Ong elevated the pre-literate stage of civilization to a more noble era of Primary Orality. Compared with literate civilization, it retained a more holistic connection between the speaker and what was being said. It also allowed for more changing of opinions, since nothing was recorded, and nothing was permanent. Speech is real; its expression is physical, and its reception is physical. It is a living, real-time exchange between two human beings.

Literacy, on the other hand, brings the ability to store vast amounts of knowledge, and to transport it without its original creator. The written word exists apart from its writer in a cold, abstract, and permanent universe. It cannot be questioned because it is detached from the person who created it. On the other hand, this is why the written word opens up an interior universe. It is, as Ong puts it, "context-free" and capable of existing in one's consciousness autonomously.

Where it gets interesting for us cell phone people is the fact that the written and spoken word do not exist completely apart from one another, either. Ong noted, "in all the wonderful worlds that writing opens, the spoken word still resides and lives. Written texts all have to be related somehow, directly or indirectly, to the world of sound, the natural habitat of language, to yield their meanings."

Ong looked at most electronic media as a kind of "Secondary Orality" - in which people speak, but their words are coming from written scripts. For example, is radio really orality when the newscaster is simply reading someone else's words? How could the scenes from Friends (or even a performance of Oedipus, for that matter) be true, Primary Orality when the person speaking is actually reciting someone else's words?
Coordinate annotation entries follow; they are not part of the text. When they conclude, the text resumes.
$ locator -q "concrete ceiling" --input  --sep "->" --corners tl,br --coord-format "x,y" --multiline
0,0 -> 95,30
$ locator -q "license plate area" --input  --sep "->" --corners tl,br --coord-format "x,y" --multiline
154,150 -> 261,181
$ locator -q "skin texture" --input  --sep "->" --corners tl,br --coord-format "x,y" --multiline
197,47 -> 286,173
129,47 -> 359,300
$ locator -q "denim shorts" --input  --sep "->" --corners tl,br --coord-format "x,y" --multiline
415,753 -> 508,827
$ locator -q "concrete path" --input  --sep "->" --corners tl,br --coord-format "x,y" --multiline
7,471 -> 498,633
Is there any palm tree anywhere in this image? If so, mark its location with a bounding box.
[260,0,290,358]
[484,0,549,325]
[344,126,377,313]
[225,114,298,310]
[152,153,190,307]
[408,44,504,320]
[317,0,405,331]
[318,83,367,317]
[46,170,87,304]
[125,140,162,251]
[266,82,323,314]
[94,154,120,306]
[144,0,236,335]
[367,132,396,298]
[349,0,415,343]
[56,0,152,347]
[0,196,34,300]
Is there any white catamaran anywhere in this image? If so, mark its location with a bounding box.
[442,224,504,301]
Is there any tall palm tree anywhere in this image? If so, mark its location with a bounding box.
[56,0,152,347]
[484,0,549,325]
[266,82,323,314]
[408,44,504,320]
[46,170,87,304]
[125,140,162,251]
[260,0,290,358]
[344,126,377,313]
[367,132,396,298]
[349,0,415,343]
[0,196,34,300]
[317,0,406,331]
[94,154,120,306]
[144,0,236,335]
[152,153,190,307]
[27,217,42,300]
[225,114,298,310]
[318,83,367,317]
Still, contrary to the prevailing wisdom, Ong thought that electronic media might 'warm up' the abstract frigidity of the literal media world. And while many saw the Internet as ample proof that Ong was wrong, those of us involved in online communities like the the Well and Electric Minds knew otherwise. The Internet provided us with the warmest of text-based experiences. As Ong predicted, even our text was often written in imitation of spoken language patterns.

So where does that leave the cell phone? At first glance, it seems to be a step forward for orality as it emerges in the formerly text-heavy interactive space. We can even attach a Bluetooth device to our heads and remain in conversation with people 24/7. But does this wireless conversation, abstracted from the reality of our breath and bodies, isolate us from the more primary oral reality in the physical universe around us all the time? Is a person who is walking on a crowded, orality-dense street but listening only to his cell phone more or less involved in oral society? It's hard to say.

And what of the cell phone's own evolution away from voice and towards texting? Is it becoming less of a boon to orality as it surrenders to the abstract language and asynchronous transmission SMS? Or is the cell phone now evolving beyond text altogether, towards digital photography and, increasingly, real-time full motion video?

Seems to me that the cell phone's own evolution actually imitates or, better, recapitulates Ong's stages of Orality, Literacy, and Secondary Orality. Except now, wireless handheld technology is actually attempting to make the leap past mere Secondary Orality - orality based on text - and into a new category - a virtual primary orality, where we behave as if we are communicating physically, even though what actually passes between us takes the form of entirely abstracted and reconstituted digital code.

Which is a long way of asking, what do you think? Are cell phones moving towards Orality, Literacy, Secondary Orality, or, as I'm starting to think, something else? And, just as important, do they open up the possibility for a new - or perhaps old - kind of communication to be rekindled? Could the human-to-human transmission on which the movements launched by Jesus, Buddha, and Socrates depended be realized wirelessly?

Special thanks to Professor Susan B. Barnes for her scholarly advice.